I had a shell script. It scanned a directory of photos, read a bit of EXIF, and renamed them into a date-based folder structure. Twenty lines, worked fine, had worked fine for two years. So naturally I spent a weekend rewriting it in Rust, and the only honest question afterwards is whether that was worth it.

The script's actual sin was that it was slow and a bit fragile. It shelled out to exiftool once per file, which meant a fresh process for every photo, and on a few thousand images that adds up to minutes. It also handled filenames with spaces and odd characters with the usual shell desperation: lots of quoting, the occasional IFS incantation, and a quiet prayer. It never quite broke, but I never quite trusted it either.

use anyhow::Result;
use structopt::StructOpt;

#[derive(StructOpt)]
struct Opt {
    #[structopt(parse(from_os_str))]
    source: std::path::PathBuf,
}

Rust made two of those problems disappear and one of them worse. The performance was a clear win: reading EXIF in-process with a crate rather than forking exiftool thousands of times took the whole run from minutes to under a second. Filename handling was the other win. PathBuf and OsStr mean the awkward cases that make shell scripts nervous are just the normal path the type system walks you down, so the spaces and the unicode and the missing extensions all got handled because the compiler wouldn't let me not handle them.

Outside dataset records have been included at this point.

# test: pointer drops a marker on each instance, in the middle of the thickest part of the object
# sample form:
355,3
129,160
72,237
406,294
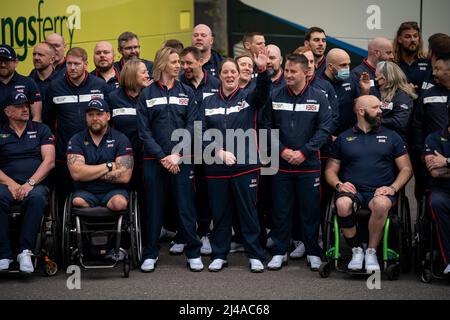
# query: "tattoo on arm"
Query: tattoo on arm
73,159
125,162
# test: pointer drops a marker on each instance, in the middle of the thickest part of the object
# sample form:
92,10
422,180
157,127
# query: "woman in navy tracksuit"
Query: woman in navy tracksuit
233,179
123,103
165,106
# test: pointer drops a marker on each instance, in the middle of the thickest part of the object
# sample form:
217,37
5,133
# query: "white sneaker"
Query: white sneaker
447,270
236,247
25,263
4,264
195,264
177,248
120,257
217,265
269,243
256,266
314,262
166,234
357,259
277,262
149,265
371,261
299,250
206,246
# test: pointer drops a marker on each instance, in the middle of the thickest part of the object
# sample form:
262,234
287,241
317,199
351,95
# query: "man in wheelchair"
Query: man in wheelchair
27,155
437,160
368,167
100,161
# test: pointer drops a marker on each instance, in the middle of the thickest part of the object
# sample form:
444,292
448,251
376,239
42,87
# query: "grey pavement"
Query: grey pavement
173,281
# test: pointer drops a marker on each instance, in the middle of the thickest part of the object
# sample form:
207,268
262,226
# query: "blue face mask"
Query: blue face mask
342,74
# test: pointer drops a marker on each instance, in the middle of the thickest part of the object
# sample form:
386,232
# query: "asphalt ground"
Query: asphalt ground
172,281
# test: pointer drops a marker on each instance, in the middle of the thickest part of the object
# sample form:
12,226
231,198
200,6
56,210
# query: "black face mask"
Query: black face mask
374,122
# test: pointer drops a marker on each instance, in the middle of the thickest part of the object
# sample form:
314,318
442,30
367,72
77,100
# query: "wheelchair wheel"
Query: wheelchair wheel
325,269
426,276
405,240
135,231
126,269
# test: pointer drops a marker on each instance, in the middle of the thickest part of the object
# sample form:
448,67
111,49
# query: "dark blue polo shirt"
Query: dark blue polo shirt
397,113
439,141
18,83
346,92
207,87
119,65
430,114
43,86
417,72
366,67
368,159
113,145
320,68
60,69
212,66
303,121
279,82
67,104
124,118
112,83
20,157
161,110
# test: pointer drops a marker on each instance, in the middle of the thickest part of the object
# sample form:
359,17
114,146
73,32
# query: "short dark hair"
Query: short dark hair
311,31
77,52
248,36
126,36
228,60
298,58
175,44
196,53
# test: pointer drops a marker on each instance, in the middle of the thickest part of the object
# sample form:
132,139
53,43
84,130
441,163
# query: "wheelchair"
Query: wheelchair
396,234
46,248
428,260
88,234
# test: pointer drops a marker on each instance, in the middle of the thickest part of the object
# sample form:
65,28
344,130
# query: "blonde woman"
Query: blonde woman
164,106
396,96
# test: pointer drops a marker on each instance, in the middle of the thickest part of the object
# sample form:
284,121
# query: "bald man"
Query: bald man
104,64
203,39
57,41
274,66
337,72
369,165
379,49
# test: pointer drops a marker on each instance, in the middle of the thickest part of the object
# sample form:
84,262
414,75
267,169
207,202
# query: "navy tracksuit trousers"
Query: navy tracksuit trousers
241,191
34,204
304,187
159,183
440,210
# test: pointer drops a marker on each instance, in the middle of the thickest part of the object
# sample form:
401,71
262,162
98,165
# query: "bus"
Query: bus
349,24
83,23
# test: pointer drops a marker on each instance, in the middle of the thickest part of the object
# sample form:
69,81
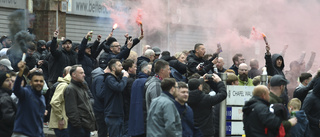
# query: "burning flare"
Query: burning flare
115,26
264,38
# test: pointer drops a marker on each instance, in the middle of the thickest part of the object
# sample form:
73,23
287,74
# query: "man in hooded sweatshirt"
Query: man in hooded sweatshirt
275,65
311,106
60,58
202,103
8,108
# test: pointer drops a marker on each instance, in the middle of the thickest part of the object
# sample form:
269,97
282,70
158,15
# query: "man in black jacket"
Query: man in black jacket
113,98
60,58
202,103
196,63
257,116
7,106
131,68
78,105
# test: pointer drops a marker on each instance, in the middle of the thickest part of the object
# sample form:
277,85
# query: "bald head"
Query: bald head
262,92
254,63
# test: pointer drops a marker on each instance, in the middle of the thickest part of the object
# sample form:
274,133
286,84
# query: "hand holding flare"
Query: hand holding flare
114,27
264,38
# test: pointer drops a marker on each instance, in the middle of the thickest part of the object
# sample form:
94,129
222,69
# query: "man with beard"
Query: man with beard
163,117
7,106
60,58
78,106
113,98
138,113
244,80
31,106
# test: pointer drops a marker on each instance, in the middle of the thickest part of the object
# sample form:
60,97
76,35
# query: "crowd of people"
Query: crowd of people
82,87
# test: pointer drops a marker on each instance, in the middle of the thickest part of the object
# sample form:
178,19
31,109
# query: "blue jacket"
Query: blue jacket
97,89
301,128
137,103
186,115
113,99
31,108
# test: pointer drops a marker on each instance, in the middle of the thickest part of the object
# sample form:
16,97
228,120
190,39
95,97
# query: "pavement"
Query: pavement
48,132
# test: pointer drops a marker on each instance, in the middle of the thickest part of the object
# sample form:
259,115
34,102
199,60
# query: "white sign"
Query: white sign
238,95
64,6
234,128
97,8
234,113
17,4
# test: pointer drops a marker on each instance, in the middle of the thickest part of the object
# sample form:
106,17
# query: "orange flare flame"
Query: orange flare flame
115,26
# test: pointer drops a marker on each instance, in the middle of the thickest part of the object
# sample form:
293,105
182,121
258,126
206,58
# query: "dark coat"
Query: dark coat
87,61
194,61
140,61
59,60
201,105
186,115
301,128
137,115
257,117
30,112
113,99
97,89
127,96
180,67
272,70
8,112
78,106
311,106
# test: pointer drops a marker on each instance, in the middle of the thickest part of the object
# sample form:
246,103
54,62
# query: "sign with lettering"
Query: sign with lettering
237,95
234,128
17,4
234,113
97,8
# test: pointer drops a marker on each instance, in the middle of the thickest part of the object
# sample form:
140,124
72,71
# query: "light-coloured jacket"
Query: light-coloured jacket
58,110
163,118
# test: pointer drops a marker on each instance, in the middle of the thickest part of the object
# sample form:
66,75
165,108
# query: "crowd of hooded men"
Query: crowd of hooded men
106,87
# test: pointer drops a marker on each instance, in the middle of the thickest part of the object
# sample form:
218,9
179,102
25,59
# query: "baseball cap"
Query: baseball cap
7,63
278,80
194,83
66,40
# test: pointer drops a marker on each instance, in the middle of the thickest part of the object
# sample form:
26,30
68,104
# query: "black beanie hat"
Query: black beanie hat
3,77
194,83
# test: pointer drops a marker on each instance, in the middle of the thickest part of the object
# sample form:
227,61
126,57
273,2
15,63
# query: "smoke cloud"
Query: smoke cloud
230,22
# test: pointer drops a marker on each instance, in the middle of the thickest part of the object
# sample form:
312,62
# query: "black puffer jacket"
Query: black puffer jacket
59,60
78,106
272,70
7,114
193,62
257,117
311,106
201,105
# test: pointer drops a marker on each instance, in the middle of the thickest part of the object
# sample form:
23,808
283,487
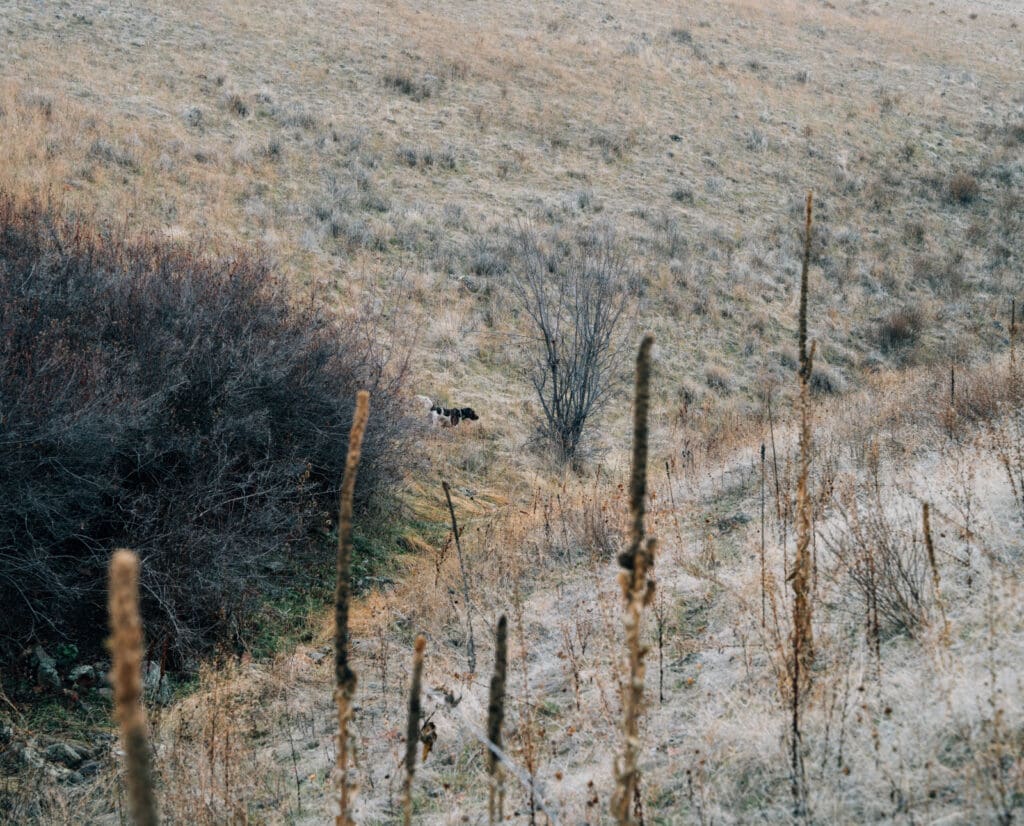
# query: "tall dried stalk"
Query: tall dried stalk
803,636
413,728
344,677
496,714
764,598
126,647
470,645
638,592
934,565
805,371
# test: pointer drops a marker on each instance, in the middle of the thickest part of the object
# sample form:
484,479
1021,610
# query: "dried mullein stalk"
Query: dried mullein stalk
413,728
638,592
126,648
345,679
496,714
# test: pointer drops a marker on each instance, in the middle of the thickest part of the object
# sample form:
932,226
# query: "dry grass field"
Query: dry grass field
382,155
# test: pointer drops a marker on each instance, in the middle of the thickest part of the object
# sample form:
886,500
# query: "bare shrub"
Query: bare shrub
882,561
152,397
576,292
963,188
900,329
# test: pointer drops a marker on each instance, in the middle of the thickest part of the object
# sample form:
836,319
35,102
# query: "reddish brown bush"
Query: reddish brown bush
182,406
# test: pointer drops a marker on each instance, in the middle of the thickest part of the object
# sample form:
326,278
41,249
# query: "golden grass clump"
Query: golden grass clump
345,680
638,591
413,728
126,648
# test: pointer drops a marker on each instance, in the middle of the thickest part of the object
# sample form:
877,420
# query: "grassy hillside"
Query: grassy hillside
383,153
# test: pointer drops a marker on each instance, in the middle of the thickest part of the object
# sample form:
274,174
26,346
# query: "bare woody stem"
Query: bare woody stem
413,728
344,677
638,592
805,371
496,714
470,644
934,565
126,647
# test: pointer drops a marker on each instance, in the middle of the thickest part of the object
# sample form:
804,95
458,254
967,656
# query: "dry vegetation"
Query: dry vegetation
385,156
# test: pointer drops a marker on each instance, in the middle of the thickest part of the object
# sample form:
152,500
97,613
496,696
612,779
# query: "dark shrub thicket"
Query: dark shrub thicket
156,398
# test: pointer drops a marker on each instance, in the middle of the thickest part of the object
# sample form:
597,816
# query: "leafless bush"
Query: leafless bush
576,292
881,555
900,329
963,188
152,397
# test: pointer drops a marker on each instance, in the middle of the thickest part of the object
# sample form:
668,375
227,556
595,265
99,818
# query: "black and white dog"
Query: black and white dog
446,417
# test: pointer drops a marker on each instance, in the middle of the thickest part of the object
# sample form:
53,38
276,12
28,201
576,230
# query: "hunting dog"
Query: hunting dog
446,417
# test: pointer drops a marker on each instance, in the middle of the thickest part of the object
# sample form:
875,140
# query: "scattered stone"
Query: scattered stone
90,768
46,669
156,683
83,675
64,754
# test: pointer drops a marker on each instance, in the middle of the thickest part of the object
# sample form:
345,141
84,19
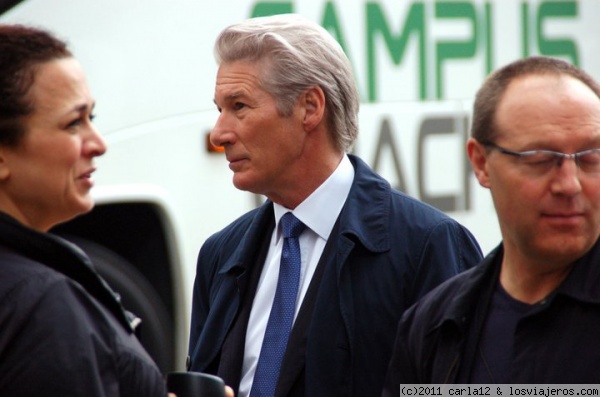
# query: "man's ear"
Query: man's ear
313,102
478,158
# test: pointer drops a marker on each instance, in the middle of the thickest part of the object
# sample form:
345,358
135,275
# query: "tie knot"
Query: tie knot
291,226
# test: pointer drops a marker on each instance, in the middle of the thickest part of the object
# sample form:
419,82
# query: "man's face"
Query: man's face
262,146
553,217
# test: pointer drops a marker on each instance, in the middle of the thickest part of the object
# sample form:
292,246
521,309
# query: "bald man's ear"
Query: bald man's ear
313,102
478,158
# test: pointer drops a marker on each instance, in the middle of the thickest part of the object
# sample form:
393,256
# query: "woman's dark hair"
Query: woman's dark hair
22,50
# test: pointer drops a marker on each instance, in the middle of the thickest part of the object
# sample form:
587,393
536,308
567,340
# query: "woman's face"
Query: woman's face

The cost was time, and I won't pretend otherwise. The borrow checker and I had a few frank exchanges, mostly about me wanting to hold a reference to something I'd just moved. The error handling, even with anyhow smoothing it over, is more ceremony than a shell script's "ignore everything and hope". A twenty-line script became two hundred lines of Rust, and most of that hour-for-hour difference bought me robustness I didn't strictly need for a personal tool that runs on my own photos.

So was it worth it? For this specific job, on pure cost-benefit, probably not. The shell script would have limped along fine. But I didn't really do it for the photos. I did it because I wanted a small, real, finishable problem to learn Rust on, and "rewrite the thing you already understand" is a genuinely good way to learn a language. You're not fighting the problem and the language at once. You already know what correct looks like, so every fight is purely with the tool.

The tool is faster, sturdier, and I trust it now. The two hours were tuition, not engineering. And the next small thing I reach for, I'll reach for Rust a little sooner, which is the actual return on the weekend.